Saturday, January 11, 2025

Acting is reacting

I have appreciated the merits of Ayo Edebiri as a performer before, though it was largely in the context of the unique comedic sensibility she brought to movies like Bottoms. (I was going to say "Bottoms and [another movie title], but going back through her IMDB, I'm surprised at how few movies I've actually seen her in. I feel like she's been everywhere lately, and rightly so. To be fair, I have not yet watched any of The Bear.) 

Bernardo Britto's Omni Loop, yet another movie where characters experience the same events over and over again throughout the narrative, showed me definitively what she can do as a dramatic actress, even though it is not a traditional "dramatic" role. 

Of course, dramatic interpretations are possible in movies with heavy genre associations, like the time travel/time loop movie. What I really mean, though, is that her role supporting another good lead turn from Mary-Louise Parker could have been just a cypher who existed purely for plot function. Instead, Edebiri injects it with ten times more nuance than the part requires. Because she is such a good actress, that nuance doesn't call attention to itself. Nuance shouldn't, if accurately described as such.

I suppose there's something of an irony that Edebiri's work did call attention to itself in some way, in that I have chosen to write a post about her during an extremely busy time of my movie watching year, where the posts are stacking up on each other as they await their turn to be my one single post for the day. But we should take notice when a practitioner of the craft does it as well as Edebiri does here, the same way we should notice when a minor league baseball player gets a cup of coffee with the big league team at the end of the season and makes the most of his dozen at-bats. Of course, Edebiri is no minor leaguer -- or won't be for much longer if she ever was.

I started to notice the effectiveness of her technique during a scene that's probably more than halfway through the movie, where Parker's character gets a faraway look in her eyes after something Edebiri's character has said. The director prevents Parker's faraway look from resolving into dialogue for something on the order of five to ten seconds, and during that time, Edebiri changes the micro expressions on her face about a dozen times. Just through her eyes, her eyebrows and some slight scrunching of the facial muscles, Edebiri's Paula indicates multiple things simultaneously: 1) "What the hell is this look in your eyes?" 2) "I'm waiting to receive your next comment." 3) "This is weird, even for you." You'd have to see the scene to fully appreciate it, and I hope you do -- though I suspect you aren't likely to pick this out from the standard level of her technique in all the other scenes, which I was not specifically noticing before this one. 

You better bet I was noticing it from there.
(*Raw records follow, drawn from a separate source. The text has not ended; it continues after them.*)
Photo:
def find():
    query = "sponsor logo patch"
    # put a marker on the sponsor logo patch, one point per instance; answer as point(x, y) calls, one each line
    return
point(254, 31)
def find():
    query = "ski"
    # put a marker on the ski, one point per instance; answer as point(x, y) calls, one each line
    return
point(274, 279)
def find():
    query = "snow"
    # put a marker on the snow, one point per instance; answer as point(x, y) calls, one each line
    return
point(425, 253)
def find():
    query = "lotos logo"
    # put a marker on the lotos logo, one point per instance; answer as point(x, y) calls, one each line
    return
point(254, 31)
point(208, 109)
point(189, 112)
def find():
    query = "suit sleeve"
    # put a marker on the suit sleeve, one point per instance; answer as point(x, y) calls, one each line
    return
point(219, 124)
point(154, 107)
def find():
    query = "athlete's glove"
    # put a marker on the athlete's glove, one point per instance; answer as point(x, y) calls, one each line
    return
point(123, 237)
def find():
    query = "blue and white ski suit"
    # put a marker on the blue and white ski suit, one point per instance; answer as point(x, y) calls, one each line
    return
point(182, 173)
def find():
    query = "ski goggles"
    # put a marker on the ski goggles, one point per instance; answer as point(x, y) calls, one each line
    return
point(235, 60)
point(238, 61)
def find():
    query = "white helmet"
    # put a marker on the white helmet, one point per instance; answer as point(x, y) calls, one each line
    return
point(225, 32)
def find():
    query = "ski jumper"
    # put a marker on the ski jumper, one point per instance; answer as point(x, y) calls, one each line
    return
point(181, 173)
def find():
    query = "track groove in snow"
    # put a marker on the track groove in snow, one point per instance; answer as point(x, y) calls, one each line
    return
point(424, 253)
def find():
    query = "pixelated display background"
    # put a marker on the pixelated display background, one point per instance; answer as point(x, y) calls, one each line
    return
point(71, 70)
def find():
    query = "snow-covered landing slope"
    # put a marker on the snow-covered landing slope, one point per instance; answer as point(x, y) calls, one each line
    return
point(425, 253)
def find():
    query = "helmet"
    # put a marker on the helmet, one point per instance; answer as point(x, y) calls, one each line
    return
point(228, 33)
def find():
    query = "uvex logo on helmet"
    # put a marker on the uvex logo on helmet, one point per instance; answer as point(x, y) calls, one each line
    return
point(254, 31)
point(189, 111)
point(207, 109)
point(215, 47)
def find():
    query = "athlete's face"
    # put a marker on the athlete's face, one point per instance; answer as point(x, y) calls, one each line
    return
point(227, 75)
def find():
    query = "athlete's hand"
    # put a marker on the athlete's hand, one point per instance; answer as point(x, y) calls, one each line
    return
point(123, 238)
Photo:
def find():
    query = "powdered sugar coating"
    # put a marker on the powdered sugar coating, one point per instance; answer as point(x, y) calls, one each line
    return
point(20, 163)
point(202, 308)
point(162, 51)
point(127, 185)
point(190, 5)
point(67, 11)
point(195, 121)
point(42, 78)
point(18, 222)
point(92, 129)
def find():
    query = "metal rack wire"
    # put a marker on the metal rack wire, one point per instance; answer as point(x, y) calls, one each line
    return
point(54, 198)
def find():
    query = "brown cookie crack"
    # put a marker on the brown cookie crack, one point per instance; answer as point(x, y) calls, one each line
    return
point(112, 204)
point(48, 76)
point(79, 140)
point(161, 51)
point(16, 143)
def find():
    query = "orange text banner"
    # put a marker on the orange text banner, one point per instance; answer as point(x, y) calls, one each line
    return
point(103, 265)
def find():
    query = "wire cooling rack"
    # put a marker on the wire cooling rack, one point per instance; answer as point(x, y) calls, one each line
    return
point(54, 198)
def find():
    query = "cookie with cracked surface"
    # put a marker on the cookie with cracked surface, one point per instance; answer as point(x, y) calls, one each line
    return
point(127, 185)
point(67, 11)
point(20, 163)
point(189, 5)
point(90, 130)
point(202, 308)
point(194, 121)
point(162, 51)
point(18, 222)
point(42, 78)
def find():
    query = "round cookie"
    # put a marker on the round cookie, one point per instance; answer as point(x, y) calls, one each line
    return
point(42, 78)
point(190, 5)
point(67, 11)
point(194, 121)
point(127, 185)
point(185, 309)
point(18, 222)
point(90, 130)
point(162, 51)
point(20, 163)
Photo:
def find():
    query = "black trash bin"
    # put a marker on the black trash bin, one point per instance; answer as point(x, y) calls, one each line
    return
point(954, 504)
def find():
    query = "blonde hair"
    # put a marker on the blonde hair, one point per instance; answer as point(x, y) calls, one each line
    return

There's one moment when Paula gives more of her back story -- this has largely been the story of Parker's Zoya to this point -- and it's a long, unbroken take held on Edebiri's face. Because the things she's telling Zoya are so hard for her, involving admissions she's never made out loud and the dredging up of traumatizing childhood memories, Paula only gets going in fits and starts, her face squinting into little frowns as she has to push the words out of her mouth through sheer force of will. In even describing this the way I am, I probably make it sound like the mechanics of her performance are way too visible. Really, I just want to describe the best I can the instincts that come so easily and so naturally to this actress.

I see lots of good performances in lots of good movies, and Edebiri's is probably not so exceptional in that regard. The reason I'm writing about it is that good movies and good performances remind us of things we already knew but sometimes take for granted. Because of her function in the film, Edebiri's role as an actor is to play off the lead, and that requires a lot of reacting. And once I started noticing the choices Edebiri was making in her reactions, I couldn't take my eyes off her, even when she was not the focal point of the scene -- in fact, especially then.

Maybe it's time for me to finally watch The Bear.